Drei Chancen, drei Tore vor der Pause

Nach einem geblockten Gästeschuss stürmten Marc Nauth und Nico Jäger über das halbe Spielfeld auf zwei Abwehrspieler und das Koblenz-Tor zu. Nauth trieb den Ball vor, wartete auf den richtigen Zeitpunkt und spielte dann seinem Mitspieler den Ball perfekt in den Lauf. Jäger verzögerte seinen Abschluss und schob den Ball zielgenau an Rot-Weiß-Torwart Marcel Behr vorbei ins Tor (9.). Auf der anderen Seite gingen die VfRler Malik Yerima und Vasileios Siontis nicht energisch genug in den Zweikampf und verloren den Ball, der zu Kanata Todate sprang, der ihn vom Strafraumeck ins linke Toreck schoss (26.). Wormatia-Schlussmann Timo Ulpins, der bei seinem Oberliga-Startelfdebüt zuvor noch nicht einmal hatte eingreifen müssen, streckte sich vergebens. Machtlos war er auch zehn Minuten später, als Takuma Yamahara eine Flanke von Mohammed Maroc direkt per Volleyschuss veredelte und die Gäste sehenswert in Führung schoss (36.).
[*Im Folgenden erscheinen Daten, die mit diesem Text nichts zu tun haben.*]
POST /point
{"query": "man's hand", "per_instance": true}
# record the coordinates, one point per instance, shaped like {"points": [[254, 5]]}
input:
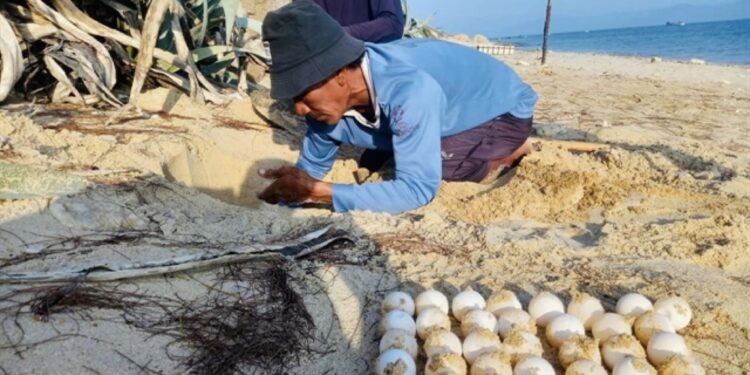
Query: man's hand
{"points": [[293, 185]]}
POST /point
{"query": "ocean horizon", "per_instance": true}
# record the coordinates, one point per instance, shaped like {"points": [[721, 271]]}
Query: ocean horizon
{"points": [[722, 42]]}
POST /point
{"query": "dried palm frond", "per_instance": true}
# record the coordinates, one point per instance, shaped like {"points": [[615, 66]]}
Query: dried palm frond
{"points": [[71, 45], [10, 58]]}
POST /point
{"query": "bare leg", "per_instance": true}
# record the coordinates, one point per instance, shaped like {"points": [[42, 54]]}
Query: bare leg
{"points": [[508, 160]]}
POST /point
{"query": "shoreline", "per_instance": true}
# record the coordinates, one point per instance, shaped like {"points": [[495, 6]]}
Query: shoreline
{"points": [[664, 210], [632, 56]]}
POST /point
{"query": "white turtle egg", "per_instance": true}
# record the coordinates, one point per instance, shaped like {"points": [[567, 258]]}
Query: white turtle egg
{"points": [[398, 301], [562, 327], [431, 298], [398, 339], [676, 309], [682, 365], [633, 305], [616, 348], [650, 323], [520, 344], [514, 318], [466, 301], [502, 300], [494, 363], [431, 319], [608, 325], [585, 367], [633, 366], [445, 364], [545, 306], [396, 361], [665, 345], [478, 319], [480, 342], [586, 308], [578, 348], [533, 366], [397, 319], [442, 341]]}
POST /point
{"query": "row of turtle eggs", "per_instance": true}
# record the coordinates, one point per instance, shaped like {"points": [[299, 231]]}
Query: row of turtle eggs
{"points": [[481, 322]]}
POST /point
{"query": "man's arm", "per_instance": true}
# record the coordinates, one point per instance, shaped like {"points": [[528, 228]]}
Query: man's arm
{"points": [[318, 151], [416, 112], [387, 24]]}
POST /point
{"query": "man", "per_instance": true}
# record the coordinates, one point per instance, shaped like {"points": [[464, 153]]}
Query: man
{"points": [[445, 111], [376, 21]]}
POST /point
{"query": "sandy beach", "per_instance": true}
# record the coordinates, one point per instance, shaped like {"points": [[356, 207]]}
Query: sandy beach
{"points": [[663, 210]]}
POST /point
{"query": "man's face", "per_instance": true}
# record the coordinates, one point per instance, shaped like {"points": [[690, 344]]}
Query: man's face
{"points": [[325, 102]]}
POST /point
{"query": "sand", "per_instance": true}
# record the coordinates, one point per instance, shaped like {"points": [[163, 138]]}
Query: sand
{"points": [[664, 210]]}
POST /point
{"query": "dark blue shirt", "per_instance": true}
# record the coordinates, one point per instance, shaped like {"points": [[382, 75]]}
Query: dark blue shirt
{"points": [[376, 21]]}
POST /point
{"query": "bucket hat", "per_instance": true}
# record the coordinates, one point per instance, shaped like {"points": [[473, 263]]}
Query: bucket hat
{"points": [[307, 46]]}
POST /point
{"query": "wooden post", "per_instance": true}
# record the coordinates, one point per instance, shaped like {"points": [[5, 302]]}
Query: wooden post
{"points": [[546, 31]]}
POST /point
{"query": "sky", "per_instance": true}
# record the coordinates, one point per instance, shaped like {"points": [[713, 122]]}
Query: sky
{"points": [[496, 18]]}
Nach der Pause benötigten die Wormser, die ohne die gesperrten Torwart Tobias Edinger und Kapitän Altin Vrella, dafür nach mehreren Wochen erstmals wieder mit Vize-Kapitän und Comebacker Tom Fladung in der Startelf gestartet waren, erneut keine Anlaufzeit für ihren zweiten Treffer. Nauth hatte den Ball per Kopf mit doch sehr viel Körpereinsatz verlängert und Mert Özkaya ihn Jäger perfekt in die „Gasse“ gelegt, der erneut cool versenkte – 2:2 (52.). „Auf die zweite Halbzeit können wir aufbauen, da war viel mehr Kampf und Leidenschaft da“, sagte Graf und freute sich über die Leistungssteigerung der Wormser in den zweiten 45 Minuten. „Wir wollten alle – das hat man gemerkt.“

Doch erneut lief nicht alles wie gewünscht für die Wormser. Die Gäste hatten mehr Abschlüsse und dominierten das Spiel mehr, als es die Wormaten taten. Und sie trafen durch Dejvi Alsela erneut zur Führung (60.) - zum Unverständnis von Graf wie schon zweimal in Pirmasens nach einem Eckball. „Wir haben wieder einen Standard gefressen. Das ist echt ein Schwachpunkt von uns.“ Schon in der vergangenen Spielzeit hatte diese Schwäche den VfR viele Punkte gekostet. Und auch mit neuem Personal ist dieses Problem offenkundig bestehen geblieben. „Ich weiß wirklich nicht, woran es liegt“ fand auch Graf, einer der wenigen verbliebenen Spieler aus der Vorsaison, keinen Ansatzpunkt für Besserung. „Das müssen wir aufarbeiten, denn wir müssen diese Situationen besser zu verteidigen.“

Auf der Tribüne ärgerte sich Anouar Ddaou über ein weiteres Standardgegentor. Der VfR-Trainer, der in Pirmasens die Ampelkarte gesehen hatte, verfolgte die Partie aus der Sprecherkabine auf der Haupttribüne. An der Seitenlinie war Co-Trainer Björn Weisenborn in die Rolle des Chefcoachs geschlüpft. Von ihren verschiedenen Positionen sahen sie, wie der Ball nach einer Flanke von Vasileios Siontis aus dem Halbfeld an „Freund und Feind“ im Strafraum vorbeiflog und zum 3:3 im Tor landete (75.).